A review is to be established, reporting directly to ministers, into the Foreign Office's longstanding arrangements for airport evacuations, the foreign secretary confirmed last night.

"We need to know whether today was a coincidental series of unavoidable setbacks, or a systemic flaw," Mr Hague acknowledged.

A charter flight paid for by energy firm BP, carrying 78 adults and one infant, left Tripoli at 07:15 this morning.

The government's first charter flight, which was supposed to return yesterday, took off at 07:45, carrying 130 adults and two infants, for Malta.

Labour's shadow foreign secretary Douglas Alexander has been increasingly critical of the government's handling of the evacuation.

He initially said the Foreign Office (FCO) had been "slow off the mark" before demanding yesterday evening that the Cobra emergency committee be convened to address the issue.

"I welcome the fact that the prime minister has now stepped in, accepted that the Foreign Office has got this wrong and seems to be wanting to assert a grip on the situation," Mr Alexander said.

"The government's first priority must be the safety of British nationals and they and their families want continued action as well as apologies."

Mr Hague chaired a meeting of Cobra today to discuss the situation.

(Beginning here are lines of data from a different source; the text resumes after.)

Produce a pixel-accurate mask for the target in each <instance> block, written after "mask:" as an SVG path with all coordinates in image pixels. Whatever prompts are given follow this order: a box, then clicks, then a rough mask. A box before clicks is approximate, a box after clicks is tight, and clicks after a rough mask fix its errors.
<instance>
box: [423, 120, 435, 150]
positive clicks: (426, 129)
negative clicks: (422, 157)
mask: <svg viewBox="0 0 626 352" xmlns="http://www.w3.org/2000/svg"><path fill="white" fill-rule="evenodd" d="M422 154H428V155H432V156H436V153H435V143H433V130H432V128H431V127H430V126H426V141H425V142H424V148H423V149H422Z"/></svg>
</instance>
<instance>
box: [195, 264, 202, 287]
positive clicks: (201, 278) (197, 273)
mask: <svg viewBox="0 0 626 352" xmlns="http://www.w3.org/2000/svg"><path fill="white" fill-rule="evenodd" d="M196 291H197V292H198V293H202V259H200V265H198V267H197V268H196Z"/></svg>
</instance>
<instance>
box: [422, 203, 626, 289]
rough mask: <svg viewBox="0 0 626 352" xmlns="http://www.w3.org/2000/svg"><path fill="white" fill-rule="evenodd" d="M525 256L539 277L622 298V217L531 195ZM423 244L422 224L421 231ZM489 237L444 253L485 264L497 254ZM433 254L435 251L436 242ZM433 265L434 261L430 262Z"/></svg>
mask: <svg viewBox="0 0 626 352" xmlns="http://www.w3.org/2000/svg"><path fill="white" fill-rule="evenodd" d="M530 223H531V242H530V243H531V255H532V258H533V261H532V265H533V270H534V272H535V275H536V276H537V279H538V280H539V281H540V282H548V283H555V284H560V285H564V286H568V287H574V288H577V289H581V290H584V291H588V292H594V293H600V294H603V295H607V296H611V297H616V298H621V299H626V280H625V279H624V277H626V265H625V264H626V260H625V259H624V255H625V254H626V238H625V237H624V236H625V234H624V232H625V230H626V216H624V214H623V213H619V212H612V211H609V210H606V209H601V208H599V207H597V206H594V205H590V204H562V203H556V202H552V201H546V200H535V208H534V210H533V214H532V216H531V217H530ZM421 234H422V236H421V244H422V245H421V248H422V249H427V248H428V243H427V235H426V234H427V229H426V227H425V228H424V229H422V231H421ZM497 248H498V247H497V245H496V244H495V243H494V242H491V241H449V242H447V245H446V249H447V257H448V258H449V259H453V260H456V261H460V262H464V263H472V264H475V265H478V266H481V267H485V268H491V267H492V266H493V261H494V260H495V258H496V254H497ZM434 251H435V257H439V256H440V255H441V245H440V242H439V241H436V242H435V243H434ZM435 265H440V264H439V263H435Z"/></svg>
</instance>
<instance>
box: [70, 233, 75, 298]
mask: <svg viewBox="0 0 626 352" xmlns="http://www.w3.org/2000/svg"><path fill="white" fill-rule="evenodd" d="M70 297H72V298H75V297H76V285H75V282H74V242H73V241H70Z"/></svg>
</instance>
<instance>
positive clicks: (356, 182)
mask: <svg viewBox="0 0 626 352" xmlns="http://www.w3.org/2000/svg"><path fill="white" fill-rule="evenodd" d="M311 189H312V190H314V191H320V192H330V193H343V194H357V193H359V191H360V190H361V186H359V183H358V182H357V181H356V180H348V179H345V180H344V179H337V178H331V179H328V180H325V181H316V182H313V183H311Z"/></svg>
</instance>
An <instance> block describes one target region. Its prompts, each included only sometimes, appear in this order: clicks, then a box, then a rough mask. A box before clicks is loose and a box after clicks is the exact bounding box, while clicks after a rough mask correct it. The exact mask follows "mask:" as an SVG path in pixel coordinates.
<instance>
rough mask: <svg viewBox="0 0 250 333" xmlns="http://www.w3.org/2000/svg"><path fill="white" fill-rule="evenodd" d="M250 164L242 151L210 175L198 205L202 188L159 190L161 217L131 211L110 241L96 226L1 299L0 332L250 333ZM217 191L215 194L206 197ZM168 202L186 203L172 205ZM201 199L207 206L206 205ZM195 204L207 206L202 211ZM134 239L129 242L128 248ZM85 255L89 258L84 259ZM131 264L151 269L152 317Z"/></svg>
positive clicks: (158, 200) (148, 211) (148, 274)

Ministers reviewed the current situation and discussed what is being done and what can be done further to get British nationals in Libya out of harm's way as soon as possible, the Foreign Office said in a statement.

Speaking afterwards, defence secretary Liam Fox said: "Having pre-positioned various assets we are confident we have the necessary capabilities in place to support the ongoing civilian and commercial efforts to help Britons in need of assistance."

UK special forces are being prepared for a potential intervention into Libya to rescue up to 170 further Britons, who are among the expatriate oil workers at remote camps in the Libyan desert.

With limited food and water supplies, and vulnerable to the armed mobs now roaming much of lawless Libya, Mr Hague called their situation "perilous and frightening".

Meanwhile, the foreign secretary said the wider situation in Libya - where large areas of the country have fallen out of leader Muammar Gaddafi's control - was seeing the odds "stacking heavily" against the colonel.

"It will be important for all of us internationally to increase the pressure on a regime which is now committing serious offences," he said this morning. "That pressure must be stepped up."

Libyan state television broadcast a telephone interview with Col Gaddafi in which the leader reiterated his defiant message, however.

"There are people who have been in power longer than me, like Queen Elizabeth of Britain. And nothing's happened to her," he observed.

Col Gaddafi has lost control of much of the country but continues to hold the capital, Tripoli.